A progressive tutorial. Start at the top, stop when you have what you need. Each section is ~5 minutes; each builds on the previous one.
Already have a specific goal? Jump to QUICKSTART for the 5-minute path for CV / training / edge deployment.
A pure-Rust computer-vision and ML framework. Single workspace, 16 crates, zero Python or C++ runtime dependencies. Compiles to one statically-linked binary that runs the same way on a Mac dev box, a Linux server, and a Rockchip drone board.
Three things it's optimised for:
- Inference deployment — train a model wherever (PyTorch, your own data, etc.), export to ONNX, run with yscv.
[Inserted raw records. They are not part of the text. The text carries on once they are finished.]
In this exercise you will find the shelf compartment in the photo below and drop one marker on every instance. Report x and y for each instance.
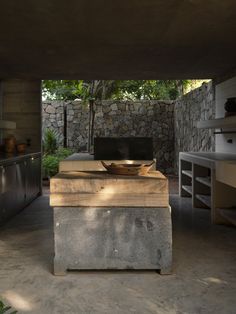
(205, 199)
(188, 173)
(229, 122)
(229, 214)
(204, 180)
(187, 188)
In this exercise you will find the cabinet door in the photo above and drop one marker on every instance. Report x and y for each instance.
(21, 183)
(9, 192)
(33, 177)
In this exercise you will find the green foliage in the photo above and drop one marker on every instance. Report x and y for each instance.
(50, 165)
(147, 90)
(123, 90)
(50, 141)
(51, 162)
(5, 309)
(62, 89)
(63, 152)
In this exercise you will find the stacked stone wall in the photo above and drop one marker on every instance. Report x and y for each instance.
(172, 125)
(197, 105)
(117, 118)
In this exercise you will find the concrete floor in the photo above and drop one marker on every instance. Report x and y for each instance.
(203, 281)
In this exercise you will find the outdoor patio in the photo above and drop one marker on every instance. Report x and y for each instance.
(203, 279)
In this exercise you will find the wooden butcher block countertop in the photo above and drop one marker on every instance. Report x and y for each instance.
(99, 188)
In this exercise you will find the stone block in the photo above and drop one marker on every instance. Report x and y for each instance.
(112, 238)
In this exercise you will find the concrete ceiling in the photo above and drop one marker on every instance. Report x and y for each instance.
(117, 39)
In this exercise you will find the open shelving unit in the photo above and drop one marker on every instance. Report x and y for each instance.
(220, 123)
(197, 180)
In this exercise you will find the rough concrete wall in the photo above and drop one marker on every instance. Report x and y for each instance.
(22, 104)
(197, 105)
(118, 118)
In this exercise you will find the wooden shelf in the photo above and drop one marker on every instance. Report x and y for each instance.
(229, 214)
(204, 180)
(187, 188)
(205, 199)
(187, 173)
(229, 122)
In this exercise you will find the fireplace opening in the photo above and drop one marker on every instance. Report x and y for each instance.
(119, 148)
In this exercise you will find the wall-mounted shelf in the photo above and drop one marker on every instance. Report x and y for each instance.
(229, 214)
(229, 122)
(204, 180)
(205, 199)
(187, 173)
(7, 124)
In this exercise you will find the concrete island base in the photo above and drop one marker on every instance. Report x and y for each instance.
(112, 238)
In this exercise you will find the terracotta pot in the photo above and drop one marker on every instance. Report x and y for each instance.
(21, 148)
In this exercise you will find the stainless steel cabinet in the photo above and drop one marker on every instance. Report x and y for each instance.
(20, 183)
(9, 199)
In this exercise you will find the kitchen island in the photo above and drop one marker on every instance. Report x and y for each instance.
(104, 221)
(20, 182)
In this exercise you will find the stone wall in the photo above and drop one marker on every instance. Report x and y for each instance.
(197, 105)
(117, 118)
(173, 126)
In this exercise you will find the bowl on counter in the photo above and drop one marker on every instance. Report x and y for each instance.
(21, 148)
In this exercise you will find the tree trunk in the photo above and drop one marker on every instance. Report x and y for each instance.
(91, 125)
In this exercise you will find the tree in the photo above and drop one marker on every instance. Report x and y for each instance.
(94, 91)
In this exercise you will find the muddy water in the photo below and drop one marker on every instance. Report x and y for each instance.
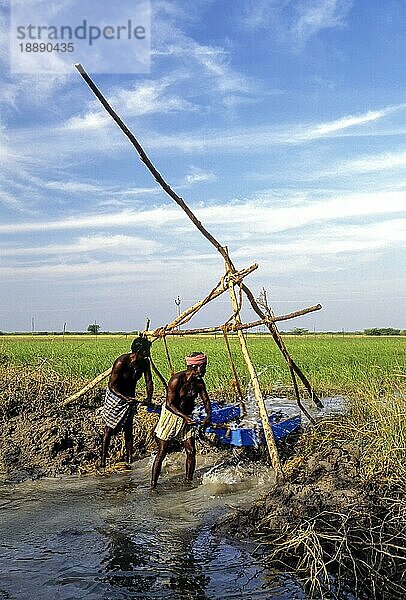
(107, 538)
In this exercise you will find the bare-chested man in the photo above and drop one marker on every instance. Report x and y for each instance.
(120, 404)
(176, 421)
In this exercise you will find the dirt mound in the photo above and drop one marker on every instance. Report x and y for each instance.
(328, 528)
(41, 438)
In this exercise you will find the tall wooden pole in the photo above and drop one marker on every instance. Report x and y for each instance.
(180, 202)
(270, 441)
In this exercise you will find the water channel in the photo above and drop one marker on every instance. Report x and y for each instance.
(112, 538)
(109, 538)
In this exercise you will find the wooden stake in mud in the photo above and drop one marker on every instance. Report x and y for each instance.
(270, 441)
(235, 374)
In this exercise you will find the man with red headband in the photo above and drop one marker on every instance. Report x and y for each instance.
(176, 421)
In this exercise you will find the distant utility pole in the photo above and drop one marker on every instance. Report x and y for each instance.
(178, 302)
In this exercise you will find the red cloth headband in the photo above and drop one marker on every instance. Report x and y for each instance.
(200, 359)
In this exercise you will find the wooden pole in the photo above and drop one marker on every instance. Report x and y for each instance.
(187, 314)
(165, 331)
(270, 441)
(87, 387)
(235, 374)
(180, 202)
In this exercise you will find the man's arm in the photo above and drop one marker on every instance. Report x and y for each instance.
(171, 394)
(207, 404)
(116, 371)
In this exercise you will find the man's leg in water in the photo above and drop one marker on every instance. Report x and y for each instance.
(190, 448)
(159, 458)
(128, 439)
(108, 432)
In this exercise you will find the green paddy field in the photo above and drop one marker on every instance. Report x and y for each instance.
(333, 363)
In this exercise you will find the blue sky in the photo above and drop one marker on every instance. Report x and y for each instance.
(282, 124)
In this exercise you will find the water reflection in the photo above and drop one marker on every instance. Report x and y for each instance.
(112, 539)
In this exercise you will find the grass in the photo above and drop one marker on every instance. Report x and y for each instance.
(43, 370)
(333, 364)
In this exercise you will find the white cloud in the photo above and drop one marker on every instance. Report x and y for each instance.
(296, 21)
(261, 214)
(314, 16)
(340, 239)
(368, 164)
(198, 175)
(148, 97)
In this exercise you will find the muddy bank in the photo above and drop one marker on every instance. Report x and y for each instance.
(327, 526)
(41, 438)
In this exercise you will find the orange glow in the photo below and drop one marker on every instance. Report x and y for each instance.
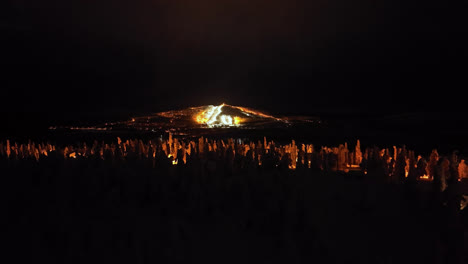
(212, 117)
(238, 120)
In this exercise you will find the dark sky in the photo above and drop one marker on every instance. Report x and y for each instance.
(76, 58)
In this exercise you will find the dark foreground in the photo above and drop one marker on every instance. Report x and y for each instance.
(98, 211)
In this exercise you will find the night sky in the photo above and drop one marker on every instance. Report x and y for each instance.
(66, 60)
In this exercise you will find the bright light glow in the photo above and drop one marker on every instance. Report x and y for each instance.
(212, 117)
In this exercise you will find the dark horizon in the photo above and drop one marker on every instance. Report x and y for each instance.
(71, 61)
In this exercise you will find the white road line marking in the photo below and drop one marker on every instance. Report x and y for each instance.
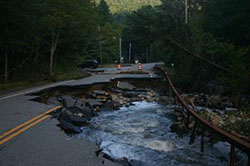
(33, 90)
Faster than onnxruntime on CPU + Apple GPU. Auto-compiles to RKNN for Rockchip NPUs at startup.
- Edge / real-time pipelines — TOML-driven multi-accelerator dispatch, NPU-hang auto-recovery, SCHED_FIFO + CPU affinity + DVFS governor wired through one config file.
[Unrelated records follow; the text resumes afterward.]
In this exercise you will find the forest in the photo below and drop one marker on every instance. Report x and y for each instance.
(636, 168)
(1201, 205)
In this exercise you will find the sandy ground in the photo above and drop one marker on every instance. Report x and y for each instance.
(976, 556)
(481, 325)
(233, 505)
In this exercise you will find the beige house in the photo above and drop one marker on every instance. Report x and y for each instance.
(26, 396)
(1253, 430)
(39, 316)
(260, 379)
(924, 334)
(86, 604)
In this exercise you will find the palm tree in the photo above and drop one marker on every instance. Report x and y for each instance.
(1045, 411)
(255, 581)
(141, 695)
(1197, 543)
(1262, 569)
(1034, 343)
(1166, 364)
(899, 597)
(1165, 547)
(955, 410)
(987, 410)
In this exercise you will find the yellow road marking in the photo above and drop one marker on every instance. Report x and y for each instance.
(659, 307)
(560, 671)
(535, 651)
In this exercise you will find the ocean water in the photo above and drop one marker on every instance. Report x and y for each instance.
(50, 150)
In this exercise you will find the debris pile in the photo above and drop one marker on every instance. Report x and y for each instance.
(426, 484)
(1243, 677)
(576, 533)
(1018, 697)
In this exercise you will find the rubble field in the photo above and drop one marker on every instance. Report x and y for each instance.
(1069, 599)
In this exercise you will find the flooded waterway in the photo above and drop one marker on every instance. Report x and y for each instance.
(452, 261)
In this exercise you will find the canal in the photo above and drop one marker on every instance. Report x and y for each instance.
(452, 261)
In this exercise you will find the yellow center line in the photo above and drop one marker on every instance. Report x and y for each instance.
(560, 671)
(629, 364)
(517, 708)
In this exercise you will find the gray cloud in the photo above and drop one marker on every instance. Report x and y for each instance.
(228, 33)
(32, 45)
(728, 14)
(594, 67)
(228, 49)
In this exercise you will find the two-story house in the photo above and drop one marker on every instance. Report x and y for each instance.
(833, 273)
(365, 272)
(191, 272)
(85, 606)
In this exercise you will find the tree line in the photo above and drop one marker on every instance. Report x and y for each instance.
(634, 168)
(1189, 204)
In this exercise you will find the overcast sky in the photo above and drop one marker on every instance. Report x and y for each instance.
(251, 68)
- CV ergonomics — 160 image-processing ops, full YOLOv8/v11 pipeline (preprocess + run + NMS + decode), DeepSORT / ByteTrack tracker, video codec stack faster than ffmpeg.
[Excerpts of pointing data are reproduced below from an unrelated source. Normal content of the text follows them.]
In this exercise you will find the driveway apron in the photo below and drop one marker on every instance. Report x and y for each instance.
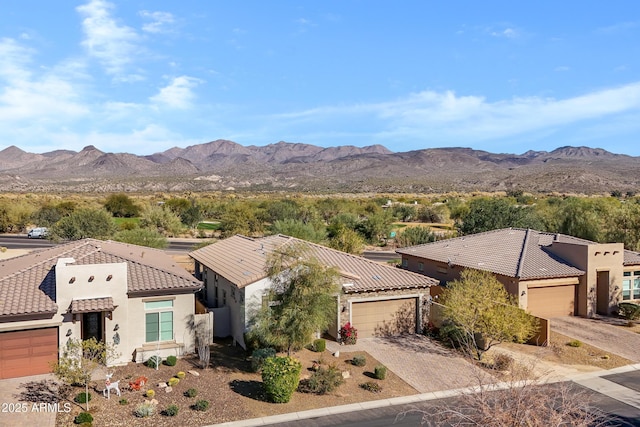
(421, 362)
(601, 333)
(39, 409)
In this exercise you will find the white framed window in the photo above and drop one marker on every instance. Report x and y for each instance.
(158, 320)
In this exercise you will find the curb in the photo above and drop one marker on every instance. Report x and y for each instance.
(403, 400)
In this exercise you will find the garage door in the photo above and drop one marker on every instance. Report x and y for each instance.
(383, 318)
(552, 301)
(29, 352)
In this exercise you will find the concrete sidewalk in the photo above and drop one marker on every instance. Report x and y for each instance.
(591, 380)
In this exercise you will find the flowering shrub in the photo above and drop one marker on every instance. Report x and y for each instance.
(348, 334)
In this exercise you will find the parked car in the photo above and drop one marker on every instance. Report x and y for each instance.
(37, 233)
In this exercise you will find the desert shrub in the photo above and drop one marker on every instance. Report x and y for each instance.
(259, 356)
(575, 343)
(82, 397)
(171, 411)
(154, 361)
(450, 334)
(371, 386)
(319, 345)
(380, 372)
(281, 376)
(359, 360)
(83, 417)
(145, 410)
(201, 405)
(502, 362)
(324, 380)
(629, 310)
(348, 334)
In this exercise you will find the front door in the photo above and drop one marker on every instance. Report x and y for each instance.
(92, 326)
(602, 293)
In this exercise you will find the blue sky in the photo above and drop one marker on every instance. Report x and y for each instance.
(142, 76)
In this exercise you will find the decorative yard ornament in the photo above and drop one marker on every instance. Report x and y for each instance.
(110, 386)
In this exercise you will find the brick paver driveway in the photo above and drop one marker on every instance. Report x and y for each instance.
(602, 333)
(21, 407)
(421, 362)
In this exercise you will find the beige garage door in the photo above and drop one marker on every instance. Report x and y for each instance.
(552, 301)
(384, 318)
(29, 352)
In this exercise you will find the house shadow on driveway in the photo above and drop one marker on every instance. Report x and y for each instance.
(421, 362)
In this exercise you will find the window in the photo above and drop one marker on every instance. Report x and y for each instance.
(159, 321)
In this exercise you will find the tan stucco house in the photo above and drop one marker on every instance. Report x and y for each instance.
(134, 297)
(375, 298)
(551, 274)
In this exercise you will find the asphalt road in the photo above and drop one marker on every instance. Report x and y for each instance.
(618, 413)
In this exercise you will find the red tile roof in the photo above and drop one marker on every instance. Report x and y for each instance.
(242, 261)
(512, 252)
(28, 285)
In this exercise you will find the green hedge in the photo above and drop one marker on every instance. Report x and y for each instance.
(281, 376)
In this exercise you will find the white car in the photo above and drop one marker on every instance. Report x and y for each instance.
(37, 233)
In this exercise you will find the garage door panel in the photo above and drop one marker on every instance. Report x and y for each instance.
(383, 318)
(28, 352)
(552, 301)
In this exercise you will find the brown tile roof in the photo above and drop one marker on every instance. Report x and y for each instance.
(91, 304)
(242, 260)
(27, 282)
(512, 252)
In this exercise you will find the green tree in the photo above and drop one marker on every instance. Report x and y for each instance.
(487, 214)
(376, 226)
(80, 359)
(142, 237)
(301, 300)
(121, 206)
(347, 240)
(412, 236)
(404, 212)
(164, 221)
(297, 228)
(83, 223)
(240, 219)
(484, 314)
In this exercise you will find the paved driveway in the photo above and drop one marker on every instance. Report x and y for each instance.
(602, 333)
(23, 402)
(421, 362)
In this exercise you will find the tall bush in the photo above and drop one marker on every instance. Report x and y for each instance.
(281, 376)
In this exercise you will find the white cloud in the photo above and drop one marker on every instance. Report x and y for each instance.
(178, 94)
(27, 98)
(450, 118)
(114, 45)
(160, 22)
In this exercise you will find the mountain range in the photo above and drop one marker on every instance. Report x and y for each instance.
(226, 165)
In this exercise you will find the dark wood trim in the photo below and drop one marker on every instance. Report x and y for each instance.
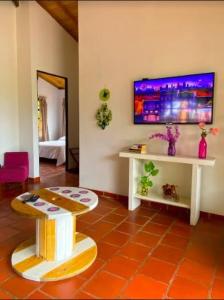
(66, 111)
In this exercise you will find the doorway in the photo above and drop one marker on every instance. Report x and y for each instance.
(52, 97)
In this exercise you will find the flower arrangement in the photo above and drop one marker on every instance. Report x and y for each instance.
(205, 131)
(171, 136)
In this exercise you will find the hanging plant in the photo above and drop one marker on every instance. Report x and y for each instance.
(103, 116)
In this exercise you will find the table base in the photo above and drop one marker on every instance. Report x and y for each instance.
(28, 265)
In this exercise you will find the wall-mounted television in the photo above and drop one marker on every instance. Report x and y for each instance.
(184, 99)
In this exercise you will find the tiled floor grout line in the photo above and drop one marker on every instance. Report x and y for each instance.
(112, 210)
(117, 252)
(144, 260)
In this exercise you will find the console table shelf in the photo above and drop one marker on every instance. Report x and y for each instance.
(193, 202)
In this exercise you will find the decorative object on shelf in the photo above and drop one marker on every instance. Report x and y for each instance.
(104, 114)
(139, 148)
(171, 136)
(169, 192)
(202, 147)
(104, 94)
(145, 182)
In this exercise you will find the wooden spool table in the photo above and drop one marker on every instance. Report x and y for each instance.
(58, 252)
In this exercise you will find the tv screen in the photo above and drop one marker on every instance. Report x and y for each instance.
(180, 100)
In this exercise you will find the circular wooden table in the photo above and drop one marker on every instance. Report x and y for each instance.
(58, 251)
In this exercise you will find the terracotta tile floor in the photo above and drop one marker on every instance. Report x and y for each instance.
(148, 253)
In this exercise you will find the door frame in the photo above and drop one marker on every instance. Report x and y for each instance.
(66, 112)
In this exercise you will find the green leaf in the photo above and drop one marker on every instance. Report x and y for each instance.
(154, 172)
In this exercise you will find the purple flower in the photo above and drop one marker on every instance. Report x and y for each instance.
(172, 134)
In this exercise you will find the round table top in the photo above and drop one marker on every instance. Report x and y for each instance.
(55, 202)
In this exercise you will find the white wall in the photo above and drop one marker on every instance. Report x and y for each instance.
(54, 107)
(9, 135)
(46, 47)
(122, 41)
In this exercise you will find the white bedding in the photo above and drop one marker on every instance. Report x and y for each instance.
(53, 150)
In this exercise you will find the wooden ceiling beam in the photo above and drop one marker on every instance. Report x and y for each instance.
(58, 82)
(71, 17)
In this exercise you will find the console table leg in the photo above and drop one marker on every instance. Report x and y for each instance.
(195, 194)
(133, 202)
It's not trying to replace PyTorch for foundation-model training. It's the deployment + edge inference layer for models you already have.
You need Rust 1.94 or newer.
cargo new my-yscv-project && cd my-yscv-projectAdd to Cargo.toml:
[dependencies]
yscv = "0.1.7"
[profile.release]
lto = "thin"
codegen-units = 1Optional system deps (skip until you need them):
- OpenBLAS for faster matmul on Linux/Windows. macOS uses
Accelerate automatically.
apt install libopenblas-dev # Debian/Ubuntu brew install openblas # macOS (rarely needed; Accelerate already there)
- protoc for ONNX proto. Without it, a built-in fallback is used.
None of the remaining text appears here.